COP26 is focused on energising action at both the individual and government level and there are real changes taking place. In the US, President Biden has announced a pathway to almost half of all electricity generation being solar by 2050. In 2019, the UK government announced a plan for the entire nation to be carbon neutral by 2050. We are slipping on the interim 2025 and 2030 targets, but then the government has been busy with other emergencies in the past 18 months.

Many companies have announced their intention to become carbon neutral, minimising their impact on the environment. The Scottish brewer Brewdog is a good example. It has purchased a large area of land upon which it is now actively planting trees to offset the carbon used inside its business. It’s an initiative in support of World Economic Forum’s ambitious January 2020 plan to grow, conserve and restore a trillion trees.

At Sensée our management team is considering ideas for the reduction of our own carbon footprint, but we are trying to study all the angles and impact, rather than trying to generate headlines with a few short-term measures that may, or may not, really change anything.

Most people will remember how much the urban environment changed in 2020. Birds were singing in cities and plants appeared in places long without any signs of life. One town in Wales was so quiet that hundreds of goats came down from the hills and started exploring the streets.

This is where we know that work from home companies like SensĂ©e can make an immediate difference by avoiding thousands of people having to cross cities in cars or buses everyday. Employees just stay at home and avoid the environmental cost of commuting – the goats in Wales showed just how different towns could be if people don’t have to zip all over the place in cars.

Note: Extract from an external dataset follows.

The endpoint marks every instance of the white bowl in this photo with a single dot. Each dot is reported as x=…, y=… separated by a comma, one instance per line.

But it’s important to remember that there are many factors involved in determining how we impact the environment. What, for example, is the environmental impact of drastically reducing cars on the road all year around versus homeworkers slightly increasing their heating bills during the winter months? Reducing commuting is an obvious win for the environment but we all need to explore our actions in detail to understand our net impact. This study into the net impact of WFH by the International Energy Agency is particularly interesting.

The very existence of events such as COP26 show that governments are taking climate change extremely seriously. Now everyone else – companies and individuals – must play their part….. while recognising that their actions must be genuine and not just about gimmicks that make for a snappy press release.

There are some significant behavioural changes that will persist after Covid. The Customer Contact Management Association Annual Conference is going to be held virtually in November, even though it’s now possible to organise in-person events in the UK. Business travel will return, but the bar has been raised now. We have seen how productive we can all be using online tools, so if you are going to travel in person then it needs to be for more than just a few drinks with industry colleagues.

The changes we decide upon may be significant. How we change our travel arrangements. Whether we work from home or from the office. And, indeed, whether we buy food and other products that originate closer to home, rather than never think about where our lunchtime salad originated. 

We can all do something to start out on this journey and hopefully the intense media coverage of COP26 will inspire ideas for both individuals and companies to act.

World Car Free Day, which is celebrated on September 22, encourages motorists to give up their cars for a day.